Parks and Recreation

Nope, not the TV show.  Though Aubrey Plaza, Rashida Jones, and the ever-politically incorrect Nick Offerman tempt me to get into that one, if Adam Scott or Amy Poehler can’t (I’m neutral about Chris Pratt).

A few years back there was a documentary show, “Life After People”, on the History Channel from 2009-2010, which attempted to show what Earth will be like millions of years in the future after humanity is wiped out (however that might happen) and nature re-asserts itself.  I doubt the scenarios would be plausible if our demise came about by global thermonuclear war, but diseases, malnutrition, or simple failure to perpetuate our existence might work.  Anyhow.   Places like California would revert to desert, swampy places like DC and NY would be overgrown with plants, and overall things would look much different.

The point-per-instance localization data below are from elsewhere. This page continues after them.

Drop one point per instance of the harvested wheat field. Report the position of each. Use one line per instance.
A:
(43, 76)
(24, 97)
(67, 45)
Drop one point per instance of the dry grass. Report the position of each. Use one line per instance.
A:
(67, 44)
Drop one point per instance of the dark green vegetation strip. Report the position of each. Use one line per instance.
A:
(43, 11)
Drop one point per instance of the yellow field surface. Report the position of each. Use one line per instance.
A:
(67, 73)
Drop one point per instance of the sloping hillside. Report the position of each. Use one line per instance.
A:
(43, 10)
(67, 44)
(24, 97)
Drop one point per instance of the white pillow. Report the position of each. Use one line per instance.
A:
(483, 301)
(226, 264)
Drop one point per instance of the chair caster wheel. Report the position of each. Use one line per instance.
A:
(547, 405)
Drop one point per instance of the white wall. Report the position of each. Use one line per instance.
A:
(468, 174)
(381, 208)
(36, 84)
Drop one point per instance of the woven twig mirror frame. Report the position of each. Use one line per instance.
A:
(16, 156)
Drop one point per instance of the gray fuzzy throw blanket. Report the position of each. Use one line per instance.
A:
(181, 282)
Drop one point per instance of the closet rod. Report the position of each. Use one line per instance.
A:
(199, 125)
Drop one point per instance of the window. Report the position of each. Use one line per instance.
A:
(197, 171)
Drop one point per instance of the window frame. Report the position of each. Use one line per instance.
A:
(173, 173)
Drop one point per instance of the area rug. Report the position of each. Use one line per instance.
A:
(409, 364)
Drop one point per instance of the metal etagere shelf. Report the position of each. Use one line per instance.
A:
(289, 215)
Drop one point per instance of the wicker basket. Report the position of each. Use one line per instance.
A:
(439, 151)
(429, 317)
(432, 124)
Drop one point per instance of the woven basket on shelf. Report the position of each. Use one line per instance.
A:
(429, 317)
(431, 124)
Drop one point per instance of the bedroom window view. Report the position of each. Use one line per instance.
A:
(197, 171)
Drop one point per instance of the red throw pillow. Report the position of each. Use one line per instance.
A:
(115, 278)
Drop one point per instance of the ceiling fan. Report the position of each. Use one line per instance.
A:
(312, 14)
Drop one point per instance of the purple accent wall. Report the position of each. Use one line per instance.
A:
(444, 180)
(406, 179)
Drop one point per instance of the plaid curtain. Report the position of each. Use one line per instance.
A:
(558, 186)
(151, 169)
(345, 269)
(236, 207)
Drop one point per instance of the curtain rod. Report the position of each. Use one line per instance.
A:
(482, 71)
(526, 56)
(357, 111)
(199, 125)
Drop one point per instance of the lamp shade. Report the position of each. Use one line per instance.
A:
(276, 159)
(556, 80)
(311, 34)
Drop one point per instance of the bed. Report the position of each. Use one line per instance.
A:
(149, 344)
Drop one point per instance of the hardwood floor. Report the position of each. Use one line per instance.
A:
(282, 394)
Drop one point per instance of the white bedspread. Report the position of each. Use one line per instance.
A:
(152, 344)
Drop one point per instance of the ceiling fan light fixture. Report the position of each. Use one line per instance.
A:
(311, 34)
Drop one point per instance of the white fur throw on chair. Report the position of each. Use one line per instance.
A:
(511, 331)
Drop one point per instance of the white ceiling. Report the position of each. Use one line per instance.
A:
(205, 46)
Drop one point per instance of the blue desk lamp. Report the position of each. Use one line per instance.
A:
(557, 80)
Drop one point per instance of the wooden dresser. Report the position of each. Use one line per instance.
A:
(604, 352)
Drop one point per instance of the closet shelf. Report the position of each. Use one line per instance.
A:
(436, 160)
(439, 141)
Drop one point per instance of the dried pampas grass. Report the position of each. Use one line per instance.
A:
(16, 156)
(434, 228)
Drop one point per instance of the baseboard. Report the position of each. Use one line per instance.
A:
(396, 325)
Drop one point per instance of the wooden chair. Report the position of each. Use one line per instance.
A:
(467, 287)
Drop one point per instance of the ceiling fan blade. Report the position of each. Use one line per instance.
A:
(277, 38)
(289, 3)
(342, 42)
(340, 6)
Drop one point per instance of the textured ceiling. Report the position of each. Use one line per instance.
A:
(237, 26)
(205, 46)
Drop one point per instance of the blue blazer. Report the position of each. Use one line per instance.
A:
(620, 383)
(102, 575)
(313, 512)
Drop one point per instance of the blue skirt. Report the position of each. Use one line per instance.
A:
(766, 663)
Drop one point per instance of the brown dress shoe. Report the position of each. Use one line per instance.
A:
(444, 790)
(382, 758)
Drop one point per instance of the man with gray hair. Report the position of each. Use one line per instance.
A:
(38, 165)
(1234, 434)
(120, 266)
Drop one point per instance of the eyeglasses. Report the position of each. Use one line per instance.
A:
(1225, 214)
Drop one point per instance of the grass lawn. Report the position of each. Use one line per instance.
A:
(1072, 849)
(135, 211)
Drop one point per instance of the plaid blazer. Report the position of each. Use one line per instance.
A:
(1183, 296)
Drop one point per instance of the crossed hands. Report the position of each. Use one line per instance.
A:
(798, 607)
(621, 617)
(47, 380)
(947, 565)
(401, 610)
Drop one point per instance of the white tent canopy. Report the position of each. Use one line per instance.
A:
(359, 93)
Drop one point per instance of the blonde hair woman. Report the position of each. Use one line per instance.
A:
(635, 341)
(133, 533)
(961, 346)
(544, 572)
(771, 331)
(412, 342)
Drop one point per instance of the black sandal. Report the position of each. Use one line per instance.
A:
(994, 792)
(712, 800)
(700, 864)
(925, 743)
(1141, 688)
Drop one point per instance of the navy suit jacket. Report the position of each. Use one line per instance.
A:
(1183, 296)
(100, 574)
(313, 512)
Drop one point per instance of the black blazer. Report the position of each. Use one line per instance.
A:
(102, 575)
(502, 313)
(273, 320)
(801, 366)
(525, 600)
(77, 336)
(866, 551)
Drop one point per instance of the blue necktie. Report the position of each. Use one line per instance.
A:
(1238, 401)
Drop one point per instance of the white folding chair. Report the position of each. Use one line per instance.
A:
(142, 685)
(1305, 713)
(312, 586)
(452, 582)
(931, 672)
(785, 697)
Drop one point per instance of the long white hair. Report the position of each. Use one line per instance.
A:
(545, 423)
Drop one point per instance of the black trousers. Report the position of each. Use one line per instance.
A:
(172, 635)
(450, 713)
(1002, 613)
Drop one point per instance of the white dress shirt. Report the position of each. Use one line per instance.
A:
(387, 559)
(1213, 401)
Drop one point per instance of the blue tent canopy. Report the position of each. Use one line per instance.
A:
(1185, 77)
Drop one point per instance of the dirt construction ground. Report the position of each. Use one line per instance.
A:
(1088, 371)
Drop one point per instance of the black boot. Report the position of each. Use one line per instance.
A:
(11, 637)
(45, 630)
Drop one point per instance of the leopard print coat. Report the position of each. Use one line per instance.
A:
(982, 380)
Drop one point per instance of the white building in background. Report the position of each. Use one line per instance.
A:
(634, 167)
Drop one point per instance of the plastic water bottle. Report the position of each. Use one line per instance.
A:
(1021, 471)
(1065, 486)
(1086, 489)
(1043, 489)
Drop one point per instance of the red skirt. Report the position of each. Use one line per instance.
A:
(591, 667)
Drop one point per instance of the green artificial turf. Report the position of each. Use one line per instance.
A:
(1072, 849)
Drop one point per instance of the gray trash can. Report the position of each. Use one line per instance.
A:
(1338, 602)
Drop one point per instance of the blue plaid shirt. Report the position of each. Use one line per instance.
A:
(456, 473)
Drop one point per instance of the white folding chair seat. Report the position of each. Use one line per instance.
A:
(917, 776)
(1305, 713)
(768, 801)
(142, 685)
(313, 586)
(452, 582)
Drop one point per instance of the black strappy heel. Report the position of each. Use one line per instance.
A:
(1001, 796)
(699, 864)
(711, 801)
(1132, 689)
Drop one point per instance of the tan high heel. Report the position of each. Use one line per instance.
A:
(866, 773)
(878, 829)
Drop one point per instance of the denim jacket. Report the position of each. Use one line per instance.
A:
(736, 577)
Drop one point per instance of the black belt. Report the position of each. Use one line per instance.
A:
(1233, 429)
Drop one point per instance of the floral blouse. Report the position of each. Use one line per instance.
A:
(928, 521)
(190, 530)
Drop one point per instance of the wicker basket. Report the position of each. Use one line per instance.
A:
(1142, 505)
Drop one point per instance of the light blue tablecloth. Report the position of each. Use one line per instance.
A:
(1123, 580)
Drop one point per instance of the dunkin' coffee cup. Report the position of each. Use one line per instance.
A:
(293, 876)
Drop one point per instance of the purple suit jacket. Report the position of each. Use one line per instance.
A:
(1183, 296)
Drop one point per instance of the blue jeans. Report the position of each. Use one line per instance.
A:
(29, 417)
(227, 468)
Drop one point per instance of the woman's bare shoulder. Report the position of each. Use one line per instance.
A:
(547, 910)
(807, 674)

I have noticed a few local malls which seem to be running down.  Landmark Mall in Alexandria, Virginia, is half closed, though Sears and Macy’s (the anchor stores) seem to be OK – as is the children’s play zone in the middle and its miniature choo-choo train (not steam powered, by the way).  Frederick Mall, in Frederick, Maryland, where we used to go as kids, is now KAPUT, closed up completely.

Then you look at places like Central Park, Prospect Park, and Forest Park (Springfield, Mass.) which are fantastic.  Clearly many clever people have managed to inject “beautiful nature” smack in the middle of major cities. 

So where you do have instances of declining commercial activity, maybe it would be a good idea to convert them back into parks, if possible.  How to make it work economically?   I don’t trust Bernie Sanders nor the NFL to figure that out (“taxes!”) but hopefully someone more imaginative than either of them can come up with something.  Recycling malls into parks sounds like a good thing.  It’s worth a try.